Neither defendant nor Carr introduced any evidence.
Defendant argues that (1) the in-court identification by D'Alonzo was improper because it was based on a prior illegal out-of-court identification: (a) defendant was denied the right to assistance of counsel at the time of the pretrial identification confrontation, (b) the pretrial identification procedures denied defendant the right to due process, (2) defendant was denied his constitutional right to confrontation of witnesses because an out-of-court statement by a co-defendant was admitted on the State's case without effective deletion of all references to defendant (not raised below), and (3) defendant, who had first seen his trial attorney the day of the trial, should not have been forced to go to trial and the action of the trial court in making him do so denied him the effective assistance of counsel.
At the Voir dire hearing before the incourt identification it was developed that on the night of the robbery D'Alonzo was unable to identify a photograph of Anderson from 25 to 30 photographs which were shown to him. Shortly thereafter Anderson's photograph alone was again shown to D'Alonzo. At that time he said that the photograph resembled the robber, but he was not able to make a positive identification from the photograph. On June 19, 1969 the investigating officer took D'Alonzo to the federal court in the Post Office Building in Camden for the specific purpose of seeing Anderson who was there for a plea. D'Alonzo testified that in the courtroom there were 10 to 15 defendants sitting in the jury six, some of whom were Blacks (Anderson is a Black) and some of whom were approximately the same height as Anderson. D'Alonzo said he recognized Anderson as the robber as soon as he saw him sitting in the jury box before such time as Anderson's name was called in the courtroom. Notwithstanding, D'Alonzo was still in the courtroom when Anderson was called to appear before the judge and plead.
At the conclusion of the Voir dire hearing the trial judge ruled:
I find that the identification procedure was not so suggestive as to give rise to a likelihood of an irreparable mis-identification.
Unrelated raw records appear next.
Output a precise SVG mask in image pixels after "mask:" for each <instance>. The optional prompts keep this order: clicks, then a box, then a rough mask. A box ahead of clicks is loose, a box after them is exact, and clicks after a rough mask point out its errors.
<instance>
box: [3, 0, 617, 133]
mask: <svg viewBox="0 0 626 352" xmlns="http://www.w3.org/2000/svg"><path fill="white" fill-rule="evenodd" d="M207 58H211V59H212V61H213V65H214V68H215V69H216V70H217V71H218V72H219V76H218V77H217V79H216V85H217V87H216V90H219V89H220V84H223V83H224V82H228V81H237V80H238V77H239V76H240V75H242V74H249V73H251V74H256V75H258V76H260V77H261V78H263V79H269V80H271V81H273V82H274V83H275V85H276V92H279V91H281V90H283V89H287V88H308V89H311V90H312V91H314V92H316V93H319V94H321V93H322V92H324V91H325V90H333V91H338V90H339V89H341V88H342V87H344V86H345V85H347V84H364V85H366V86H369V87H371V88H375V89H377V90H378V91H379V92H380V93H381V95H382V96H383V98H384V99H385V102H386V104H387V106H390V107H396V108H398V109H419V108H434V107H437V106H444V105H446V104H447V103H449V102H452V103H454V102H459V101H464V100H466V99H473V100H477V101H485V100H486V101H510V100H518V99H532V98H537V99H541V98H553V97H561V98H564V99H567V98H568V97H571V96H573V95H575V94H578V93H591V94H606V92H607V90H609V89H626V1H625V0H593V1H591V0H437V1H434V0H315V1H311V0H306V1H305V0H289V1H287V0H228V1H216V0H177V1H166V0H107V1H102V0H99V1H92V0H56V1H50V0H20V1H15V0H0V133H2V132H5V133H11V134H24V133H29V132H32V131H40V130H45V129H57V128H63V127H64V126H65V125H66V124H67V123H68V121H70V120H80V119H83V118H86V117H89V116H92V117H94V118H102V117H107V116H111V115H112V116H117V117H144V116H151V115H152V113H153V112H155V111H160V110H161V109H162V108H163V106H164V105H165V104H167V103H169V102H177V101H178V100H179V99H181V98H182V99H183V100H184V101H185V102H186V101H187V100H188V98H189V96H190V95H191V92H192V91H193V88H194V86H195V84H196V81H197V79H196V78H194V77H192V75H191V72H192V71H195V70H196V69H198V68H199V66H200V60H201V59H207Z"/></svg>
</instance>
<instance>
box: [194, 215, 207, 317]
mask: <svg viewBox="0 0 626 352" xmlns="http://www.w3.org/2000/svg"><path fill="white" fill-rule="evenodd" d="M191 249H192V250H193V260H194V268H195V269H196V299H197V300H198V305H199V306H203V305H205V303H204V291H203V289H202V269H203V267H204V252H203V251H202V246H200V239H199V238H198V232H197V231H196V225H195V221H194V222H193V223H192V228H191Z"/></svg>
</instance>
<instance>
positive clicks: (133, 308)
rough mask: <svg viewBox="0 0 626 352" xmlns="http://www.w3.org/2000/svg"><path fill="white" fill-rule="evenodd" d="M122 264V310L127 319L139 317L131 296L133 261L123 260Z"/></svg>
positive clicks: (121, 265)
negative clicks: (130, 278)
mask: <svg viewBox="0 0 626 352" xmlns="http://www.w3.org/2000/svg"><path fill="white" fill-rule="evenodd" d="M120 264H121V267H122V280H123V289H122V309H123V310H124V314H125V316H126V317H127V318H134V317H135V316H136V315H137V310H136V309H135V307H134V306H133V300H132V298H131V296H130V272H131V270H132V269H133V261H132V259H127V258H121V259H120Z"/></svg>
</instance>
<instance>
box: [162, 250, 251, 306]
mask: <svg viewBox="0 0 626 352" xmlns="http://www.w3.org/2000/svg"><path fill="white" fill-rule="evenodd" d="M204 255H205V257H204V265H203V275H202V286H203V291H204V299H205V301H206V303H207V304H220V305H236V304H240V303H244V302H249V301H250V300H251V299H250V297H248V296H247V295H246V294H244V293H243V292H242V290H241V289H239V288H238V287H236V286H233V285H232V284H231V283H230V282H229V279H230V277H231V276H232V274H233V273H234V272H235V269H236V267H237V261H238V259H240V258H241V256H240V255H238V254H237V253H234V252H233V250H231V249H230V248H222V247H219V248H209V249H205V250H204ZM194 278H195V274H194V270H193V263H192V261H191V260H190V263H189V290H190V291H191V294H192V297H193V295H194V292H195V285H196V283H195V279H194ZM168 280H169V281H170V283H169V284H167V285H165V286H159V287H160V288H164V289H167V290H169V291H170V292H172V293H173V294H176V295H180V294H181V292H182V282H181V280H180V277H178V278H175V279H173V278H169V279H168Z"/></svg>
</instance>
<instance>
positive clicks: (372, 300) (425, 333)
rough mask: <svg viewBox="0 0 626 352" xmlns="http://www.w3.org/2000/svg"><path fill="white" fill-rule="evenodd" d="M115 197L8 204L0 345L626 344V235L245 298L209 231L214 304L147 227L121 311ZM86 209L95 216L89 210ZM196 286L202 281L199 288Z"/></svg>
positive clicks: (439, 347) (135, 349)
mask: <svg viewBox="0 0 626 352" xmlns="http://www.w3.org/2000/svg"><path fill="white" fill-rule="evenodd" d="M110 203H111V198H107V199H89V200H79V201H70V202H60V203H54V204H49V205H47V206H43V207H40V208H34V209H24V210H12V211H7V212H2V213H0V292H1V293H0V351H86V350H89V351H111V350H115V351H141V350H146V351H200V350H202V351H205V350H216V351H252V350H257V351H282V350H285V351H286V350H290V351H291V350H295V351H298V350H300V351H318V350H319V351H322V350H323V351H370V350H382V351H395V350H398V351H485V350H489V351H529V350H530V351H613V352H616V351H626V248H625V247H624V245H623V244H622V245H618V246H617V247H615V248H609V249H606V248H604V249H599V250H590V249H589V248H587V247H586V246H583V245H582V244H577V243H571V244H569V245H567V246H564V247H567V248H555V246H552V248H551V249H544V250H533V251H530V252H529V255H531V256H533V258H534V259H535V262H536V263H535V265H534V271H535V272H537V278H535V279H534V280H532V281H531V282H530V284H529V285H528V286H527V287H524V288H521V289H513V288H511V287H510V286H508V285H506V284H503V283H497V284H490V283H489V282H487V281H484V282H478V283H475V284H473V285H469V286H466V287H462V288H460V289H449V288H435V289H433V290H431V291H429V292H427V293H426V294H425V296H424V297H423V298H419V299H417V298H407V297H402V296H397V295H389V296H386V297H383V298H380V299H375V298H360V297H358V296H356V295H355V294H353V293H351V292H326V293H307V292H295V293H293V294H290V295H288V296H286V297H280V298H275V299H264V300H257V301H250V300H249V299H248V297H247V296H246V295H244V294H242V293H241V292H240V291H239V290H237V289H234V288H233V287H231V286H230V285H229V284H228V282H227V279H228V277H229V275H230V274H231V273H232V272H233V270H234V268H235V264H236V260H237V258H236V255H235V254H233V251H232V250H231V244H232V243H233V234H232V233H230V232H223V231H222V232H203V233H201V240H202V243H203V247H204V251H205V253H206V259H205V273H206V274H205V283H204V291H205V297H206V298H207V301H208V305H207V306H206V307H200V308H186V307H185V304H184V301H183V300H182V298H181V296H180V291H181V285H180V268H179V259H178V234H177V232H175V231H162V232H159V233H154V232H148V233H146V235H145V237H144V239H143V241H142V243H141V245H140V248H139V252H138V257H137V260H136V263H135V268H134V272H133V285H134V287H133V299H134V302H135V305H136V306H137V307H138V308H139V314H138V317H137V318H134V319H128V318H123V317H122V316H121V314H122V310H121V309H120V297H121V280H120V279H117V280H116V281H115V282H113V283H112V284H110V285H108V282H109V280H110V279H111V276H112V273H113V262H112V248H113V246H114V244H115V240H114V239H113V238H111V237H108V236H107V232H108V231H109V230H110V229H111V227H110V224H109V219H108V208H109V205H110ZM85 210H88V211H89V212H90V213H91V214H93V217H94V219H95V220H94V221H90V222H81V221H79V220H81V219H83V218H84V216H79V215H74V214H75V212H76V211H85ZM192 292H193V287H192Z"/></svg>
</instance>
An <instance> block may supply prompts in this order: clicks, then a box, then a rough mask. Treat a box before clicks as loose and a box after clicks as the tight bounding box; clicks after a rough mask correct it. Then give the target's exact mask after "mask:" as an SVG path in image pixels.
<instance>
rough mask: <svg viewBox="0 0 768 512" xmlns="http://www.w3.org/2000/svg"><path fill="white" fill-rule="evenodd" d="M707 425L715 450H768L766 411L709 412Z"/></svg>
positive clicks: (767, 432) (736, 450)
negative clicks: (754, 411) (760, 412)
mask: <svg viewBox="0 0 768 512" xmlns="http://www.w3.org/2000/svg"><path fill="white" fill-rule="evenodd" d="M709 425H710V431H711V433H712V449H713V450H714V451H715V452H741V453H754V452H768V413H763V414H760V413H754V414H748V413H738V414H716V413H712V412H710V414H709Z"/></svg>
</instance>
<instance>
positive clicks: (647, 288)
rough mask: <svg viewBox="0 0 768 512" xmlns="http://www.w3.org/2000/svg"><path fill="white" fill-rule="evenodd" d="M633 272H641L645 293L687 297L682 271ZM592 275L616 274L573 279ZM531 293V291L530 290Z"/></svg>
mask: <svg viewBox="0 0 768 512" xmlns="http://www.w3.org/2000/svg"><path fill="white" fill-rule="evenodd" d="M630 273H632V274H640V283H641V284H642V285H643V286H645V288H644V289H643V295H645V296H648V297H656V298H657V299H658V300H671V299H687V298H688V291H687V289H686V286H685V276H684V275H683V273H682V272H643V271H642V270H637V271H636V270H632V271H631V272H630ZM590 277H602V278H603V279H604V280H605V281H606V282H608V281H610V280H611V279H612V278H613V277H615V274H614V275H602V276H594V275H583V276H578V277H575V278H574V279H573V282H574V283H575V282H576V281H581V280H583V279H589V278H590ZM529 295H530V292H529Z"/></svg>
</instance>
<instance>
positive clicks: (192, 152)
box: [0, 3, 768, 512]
I find that with respect to the identification in the courtroom without having the defendant pointed out specifically and having been in company with a group of others that there was no suggestive--there was no undue suggestability with respect to the identification as was testified to. Your motion is denied.
No evidence of the out-of-court identification was introduced on the State's case. It did, however, come out on cross-examination.
Defendant argues that under United States v. Wade, 388 U.S. 218, 87 S.Ct. 1926, 18 L.Ed.2d 1149 (1967), he was entitled to the assistance of counsel at the time of the pretrial identification.
The applicability of Wade to pre-indictment situations has not been finally determined by our Supreme Court. See State v. Mustacchio, 57 N.J. 265, 269--270, 271 A.2d 582 (1970); State v. Matlack, 49 N.J. 491, 499, n. 1, 231 A.2d 369, cert. den. 389 U.S. 1009, 88 S.Ct. 572, 19 L.Ed.2d 606 (1967).